Cap Metro mulls transit options for those in need

Food, clothing, housing – those are the first things that come to mind when one thinks of the needy. But another need follows close behind those basics: transportation. Getting to (and keeping) that job or the grocery store or the day care makes mobility a necessity, especially in a region that's increasingly sprawled out.

Capital Metro plays a huge role in meeting that need, especially for the "transit-dependent" – those without a vehicle or incapable of driving one. That role has been spotlighted lately during budget discussions – just as times are getting hard, the agency is discussing raising fares again. One-way, single-trip fares rose from 50 cents to 75 cents last year and are slated to jump again, to $1 in August 2010 (or perhaps as soon as January, by a recent Cap Metro proposal).
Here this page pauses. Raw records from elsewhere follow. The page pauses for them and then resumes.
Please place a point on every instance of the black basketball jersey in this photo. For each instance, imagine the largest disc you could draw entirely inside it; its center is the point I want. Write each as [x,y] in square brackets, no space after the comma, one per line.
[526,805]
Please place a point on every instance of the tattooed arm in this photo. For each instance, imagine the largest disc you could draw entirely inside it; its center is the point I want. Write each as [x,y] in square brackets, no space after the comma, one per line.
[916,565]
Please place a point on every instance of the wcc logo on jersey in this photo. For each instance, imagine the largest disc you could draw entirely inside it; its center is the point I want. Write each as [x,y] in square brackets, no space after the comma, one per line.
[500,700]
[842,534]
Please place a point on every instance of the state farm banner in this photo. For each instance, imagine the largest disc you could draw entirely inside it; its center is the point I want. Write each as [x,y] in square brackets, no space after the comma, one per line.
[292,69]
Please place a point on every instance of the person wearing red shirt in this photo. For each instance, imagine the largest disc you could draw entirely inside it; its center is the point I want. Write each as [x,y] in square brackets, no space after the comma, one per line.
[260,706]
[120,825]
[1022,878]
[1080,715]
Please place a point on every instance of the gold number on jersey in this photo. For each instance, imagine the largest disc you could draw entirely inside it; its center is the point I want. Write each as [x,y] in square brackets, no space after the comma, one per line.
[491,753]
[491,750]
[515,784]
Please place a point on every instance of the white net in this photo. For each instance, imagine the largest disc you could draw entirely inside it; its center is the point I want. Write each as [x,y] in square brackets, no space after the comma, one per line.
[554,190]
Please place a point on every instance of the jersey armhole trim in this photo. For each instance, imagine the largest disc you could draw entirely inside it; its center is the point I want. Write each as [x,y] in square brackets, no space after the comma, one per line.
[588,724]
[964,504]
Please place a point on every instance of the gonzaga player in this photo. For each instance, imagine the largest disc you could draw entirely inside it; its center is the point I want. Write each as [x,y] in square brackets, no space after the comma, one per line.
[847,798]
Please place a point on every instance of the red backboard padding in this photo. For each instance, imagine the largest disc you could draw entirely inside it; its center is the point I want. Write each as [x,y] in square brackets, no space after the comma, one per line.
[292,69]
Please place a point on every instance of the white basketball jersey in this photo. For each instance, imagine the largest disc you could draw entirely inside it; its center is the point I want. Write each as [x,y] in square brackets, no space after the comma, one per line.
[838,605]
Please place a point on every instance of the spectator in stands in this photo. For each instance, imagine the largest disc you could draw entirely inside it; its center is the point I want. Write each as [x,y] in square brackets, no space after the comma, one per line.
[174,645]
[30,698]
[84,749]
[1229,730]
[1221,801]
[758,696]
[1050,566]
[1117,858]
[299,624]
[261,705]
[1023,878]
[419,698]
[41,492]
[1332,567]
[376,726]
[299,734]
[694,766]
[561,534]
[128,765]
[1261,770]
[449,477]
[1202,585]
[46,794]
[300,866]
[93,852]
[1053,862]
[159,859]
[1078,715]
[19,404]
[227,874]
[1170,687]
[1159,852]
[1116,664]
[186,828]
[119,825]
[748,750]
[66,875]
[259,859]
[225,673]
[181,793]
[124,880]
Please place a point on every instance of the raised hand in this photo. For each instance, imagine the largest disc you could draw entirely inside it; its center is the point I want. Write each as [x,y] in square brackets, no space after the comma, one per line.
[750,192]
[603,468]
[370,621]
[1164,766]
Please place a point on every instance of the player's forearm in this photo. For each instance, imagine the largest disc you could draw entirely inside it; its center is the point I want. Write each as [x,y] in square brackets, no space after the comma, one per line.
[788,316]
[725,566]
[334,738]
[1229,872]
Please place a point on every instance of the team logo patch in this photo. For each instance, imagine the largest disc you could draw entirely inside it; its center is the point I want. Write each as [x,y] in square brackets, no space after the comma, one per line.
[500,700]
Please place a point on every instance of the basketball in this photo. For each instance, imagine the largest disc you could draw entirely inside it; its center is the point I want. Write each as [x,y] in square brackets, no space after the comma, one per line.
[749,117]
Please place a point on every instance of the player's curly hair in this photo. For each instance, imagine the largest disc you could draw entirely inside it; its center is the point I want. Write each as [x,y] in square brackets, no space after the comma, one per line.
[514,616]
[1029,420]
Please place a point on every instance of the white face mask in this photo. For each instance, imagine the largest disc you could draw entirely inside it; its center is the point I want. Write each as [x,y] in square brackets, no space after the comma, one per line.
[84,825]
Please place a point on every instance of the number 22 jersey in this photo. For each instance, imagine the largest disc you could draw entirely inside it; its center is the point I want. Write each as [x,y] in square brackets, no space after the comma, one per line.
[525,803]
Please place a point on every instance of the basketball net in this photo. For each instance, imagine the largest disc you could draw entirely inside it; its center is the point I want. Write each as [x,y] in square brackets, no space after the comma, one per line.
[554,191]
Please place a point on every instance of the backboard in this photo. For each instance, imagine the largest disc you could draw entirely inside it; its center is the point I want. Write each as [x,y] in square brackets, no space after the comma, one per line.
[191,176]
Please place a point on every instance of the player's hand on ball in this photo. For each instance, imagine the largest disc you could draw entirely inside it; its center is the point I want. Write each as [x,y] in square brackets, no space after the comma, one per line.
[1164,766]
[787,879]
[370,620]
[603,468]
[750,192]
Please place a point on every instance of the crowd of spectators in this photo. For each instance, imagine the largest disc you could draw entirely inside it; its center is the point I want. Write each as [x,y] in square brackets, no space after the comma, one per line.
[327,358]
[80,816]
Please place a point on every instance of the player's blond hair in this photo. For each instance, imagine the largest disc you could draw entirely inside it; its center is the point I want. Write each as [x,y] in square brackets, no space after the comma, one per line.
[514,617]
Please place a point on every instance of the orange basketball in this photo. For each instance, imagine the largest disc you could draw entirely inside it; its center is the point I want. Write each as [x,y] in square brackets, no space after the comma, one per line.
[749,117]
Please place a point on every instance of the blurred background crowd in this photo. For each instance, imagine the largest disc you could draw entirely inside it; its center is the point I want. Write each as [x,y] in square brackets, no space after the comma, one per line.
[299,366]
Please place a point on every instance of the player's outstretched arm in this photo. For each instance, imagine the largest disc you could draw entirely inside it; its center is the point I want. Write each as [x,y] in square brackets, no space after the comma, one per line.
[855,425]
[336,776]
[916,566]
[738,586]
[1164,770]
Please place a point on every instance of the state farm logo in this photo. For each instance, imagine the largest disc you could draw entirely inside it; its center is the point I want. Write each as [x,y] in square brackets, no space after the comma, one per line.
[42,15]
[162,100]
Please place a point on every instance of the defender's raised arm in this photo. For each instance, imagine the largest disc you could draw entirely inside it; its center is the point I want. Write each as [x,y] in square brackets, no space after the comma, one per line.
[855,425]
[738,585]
Local social-service providers and Cap Metro team up to help the transit-dependent, with Cap Metro offering a number of heavily discounted bus passes, which the providers purchase and distribute to their clients. But that puts a burden on both: It means Cap Metro is even more heavily subsidizing rides that even at full price are mostly covered by taxes, and the providers have to dig into already scarce funds to buy the passes.
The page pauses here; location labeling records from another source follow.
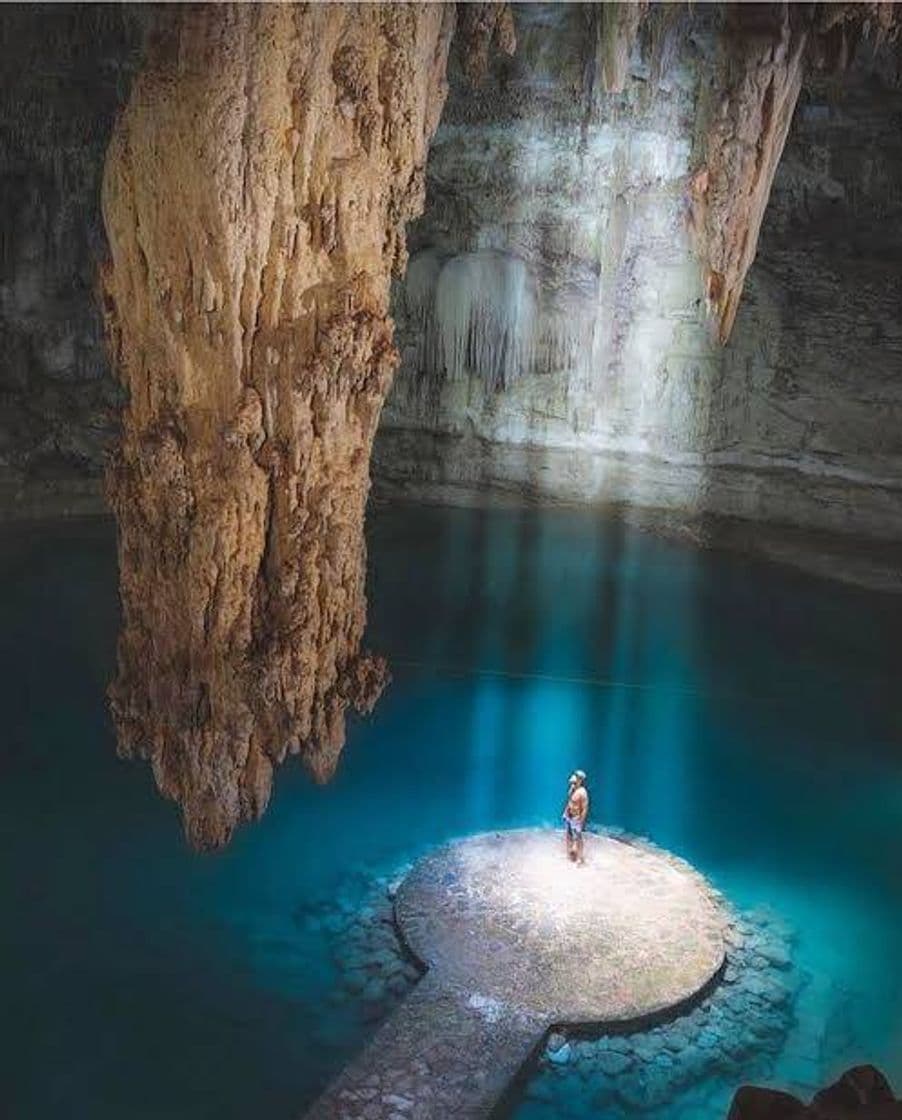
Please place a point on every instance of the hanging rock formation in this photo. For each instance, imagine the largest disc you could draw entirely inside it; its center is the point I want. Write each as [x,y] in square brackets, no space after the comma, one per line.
[256,195]
[765,48]
[752,105]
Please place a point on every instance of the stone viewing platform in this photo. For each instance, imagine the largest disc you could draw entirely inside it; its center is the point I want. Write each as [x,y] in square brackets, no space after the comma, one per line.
[517,940]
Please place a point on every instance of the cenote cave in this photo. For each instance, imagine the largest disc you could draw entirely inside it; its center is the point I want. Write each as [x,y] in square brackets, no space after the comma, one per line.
[451,484]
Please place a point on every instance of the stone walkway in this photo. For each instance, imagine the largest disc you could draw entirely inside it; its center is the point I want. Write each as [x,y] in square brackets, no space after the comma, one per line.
[517,940]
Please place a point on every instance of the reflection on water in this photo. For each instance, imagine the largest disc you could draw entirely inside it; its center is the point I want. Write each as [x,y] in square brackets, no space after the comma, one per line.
[742,716]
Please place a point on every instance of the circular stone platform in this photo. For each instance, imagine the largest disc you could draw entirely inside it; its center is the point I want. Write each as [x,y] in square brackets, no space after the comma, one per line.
[629,935]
So the transit agency has proposed a solution: the formation of a new nonprofit focused on providing for the transportation needs of this demographic. "Nobody out there in the nonprofit world is focused on transportation needs," says Capital Metro community outreach coordinator John-Michael Cortez. "We're a part of it, but not the only part.

"It sounds bad to say this, but Capital Metro is not a social-service agency. We're set up to serve the entire community. Most of our ridership is below the median income, but we have a responsibility to serve all."

The idea is still in the embryonic stages, but Cortez hopes to brainstorm with the providers to set up something along the lines of Cincin­nati's Everybody Rides Metro program. "There are lots of resources that can be accessed for the discount passes that aren't being used now, [such as] federal funds," Cortez says. "Capital Metro can't access them, and the nonprofits can't easily access them. But if we had an organization solely focused on that, we could expand resources for everybody.

"At some point, it becomes a sustainability issue for us and a sustainability issue for these nonprofits because they're spending money on something that isn't their core mission. Should they spend that money on passes or hire another caseworker?